Index the given entity for migration to a new storage location. This is the first step in migrating an entity to a new storage location using synapseutils.

This function will create a sqlite database at the given db_path that can be subsequently passed to the migrate_indexed_files function for actual migration. This function itself does not modify the given entity in any way.

Parameters
  • syn – A Synapse object with user’s login, e.g. syn = synapseclient.login()

  • entity – A Synapse entity whose files should be migrated. Can be a Project, Folder, File entity, or Table entity. If it is a container (a Project or Folder) its contents will be recursively indexed.

  • dest_storage_location_id – The id of the new storage location to be migrated to.

  • db_path – A path on disk where a sqlite db can be created to store the contents of the created index.

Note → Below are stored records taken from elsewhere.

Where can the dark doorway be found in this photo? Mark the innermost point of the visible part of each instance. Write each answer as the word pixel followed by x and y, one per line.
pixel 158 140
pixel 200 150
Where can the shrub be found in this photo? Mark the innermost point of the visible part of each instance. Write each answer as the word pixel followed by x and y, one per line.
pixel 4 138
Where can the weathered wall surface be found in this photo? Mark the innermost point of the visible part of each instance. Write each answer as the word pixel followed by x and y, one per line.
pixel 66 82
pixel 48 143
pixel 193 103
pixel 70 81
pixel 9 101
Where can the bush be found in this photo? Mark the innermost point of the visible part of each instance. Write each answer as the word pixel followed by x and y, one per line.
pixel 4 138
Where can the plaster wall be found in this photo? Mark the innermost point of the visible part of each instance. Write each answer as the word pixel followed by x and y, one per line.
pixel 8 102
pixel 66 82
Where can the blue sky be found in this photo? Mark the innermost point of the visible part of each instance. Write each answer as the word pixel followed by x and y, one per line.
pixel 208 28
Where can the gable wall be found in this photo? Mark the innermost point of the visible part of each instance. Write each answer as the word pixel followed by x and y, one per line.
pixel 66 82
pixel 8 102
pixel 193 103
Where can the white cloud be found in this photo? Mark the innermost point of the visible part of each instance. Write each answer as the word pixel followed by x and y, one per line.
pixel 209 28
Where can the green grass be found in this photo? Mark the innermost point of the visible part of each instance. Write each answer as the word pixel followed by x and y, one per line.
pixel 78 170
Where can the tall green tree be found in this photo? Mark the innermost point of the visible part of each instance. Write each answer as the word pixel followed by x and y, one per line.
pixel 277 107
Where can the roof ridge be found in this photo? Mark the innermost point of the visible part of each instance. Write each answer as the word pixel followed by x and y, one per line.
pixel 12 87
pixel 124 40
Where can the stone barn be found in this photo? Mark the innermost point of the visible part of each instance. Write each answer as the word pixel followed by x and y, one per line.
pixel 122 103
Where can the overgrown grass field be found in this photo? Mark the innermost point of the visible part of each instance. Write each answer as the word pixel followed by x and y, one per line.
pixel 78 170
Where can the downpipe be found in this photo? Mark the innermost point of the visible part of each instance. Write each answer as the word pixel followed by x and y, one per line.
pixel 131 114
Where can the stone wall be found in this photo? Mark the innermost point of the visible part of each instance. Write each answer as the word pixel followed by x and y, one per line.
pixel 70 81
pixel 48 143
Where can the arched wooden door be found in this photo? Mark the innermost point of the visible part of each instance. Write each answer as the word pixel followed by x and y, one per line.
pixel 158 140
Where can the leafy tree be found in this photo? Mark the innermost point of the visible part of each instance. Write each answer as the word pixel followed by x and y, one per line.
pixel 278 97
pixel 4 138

  • source_storage_location_ids – An optional iterable of storage location ids that will be migrated. If provided, files outside of one of the listed storage locations will not be indexed for migration. If not provided, then all files not already in the destination storage location will be indexed for migrated.

  • file_version_strategy

    One of “new” (default), “all”, “latest”, “skip” as follows:

    • ”new” - will create a new version of file entities in the new storage location, leaving existing versions unchanged

    • ”all” - all existing versions will be migrated in place to the new storage location

    • ”latest” - the latest version will be migrated in place to the new storage location

    • ”skip” - skip migrating file entities. use this e.g. if wanting to e.g. migrate table attached files in a container while leaving the files unchanged

  • include_table_files – Whether to migrate files attached to tables. If False (default) then e.g. only file entities in the container will be migrated and tables will be untouched.

  • continue_on_error – Whether any errors encountered while indexing an entity (access etc) will be raised or instead just recorded in the index while allowing the index creation to continue. Default is False (any errors are raised).

Returns

A MigrationResult object that can be used to inspect the contents of the index or output the index to a CSV for manual inspection.

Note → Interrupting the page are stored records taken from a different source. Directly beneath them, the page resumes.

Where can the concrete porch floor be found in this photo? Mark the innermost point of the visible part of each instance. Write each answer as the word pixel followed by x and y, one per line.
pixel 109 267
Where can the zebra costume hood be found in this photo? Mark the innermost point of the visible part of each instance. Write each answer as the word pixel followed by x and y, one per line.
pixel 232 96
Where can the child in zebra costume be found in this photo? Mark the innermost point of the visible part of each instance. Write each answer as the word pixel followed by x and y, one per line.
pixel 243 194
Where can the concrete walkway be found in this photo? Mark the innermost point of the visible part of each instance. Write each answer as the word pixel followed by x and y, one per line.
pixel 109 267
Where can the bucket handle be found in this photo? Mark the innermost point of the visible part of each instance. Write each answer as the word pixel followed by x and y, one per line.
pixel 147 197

synapseutils.migrate_functions.migrate_indexed_files(syn: synapseclient.client.Synapse, db_path: str, create_table_snapshots=True, continue_on_error=False, force=False)

Migrate files previously indexed in a sqlite database at the given db_path using the separate index_files_for_migration function. The files listed in the index will be migrated according to the configuration of that index.

Parameters
  • syn – A Synapse object with user’s login, e.g. syn = synapseclient.login()

  • db_path – A path on disk where a sqlite db was created using the index_files_for_migration function.

  • create_table_snapshots – When updating the files in any table, whether the a snapshot of the table is first created (default True).

  • continue_on_error – Whether any errors encountered while migrating will be raised or instead just recorded in the sqlite database while allowing the migration to continue. Default is False (any errors are raised).

  • force – If running in an interactive shell, migration requires an interactice confirmation. This can be bypassed by using the force=True option.

Returns

A MigrationResult object that can be used to inspect the results of the migration.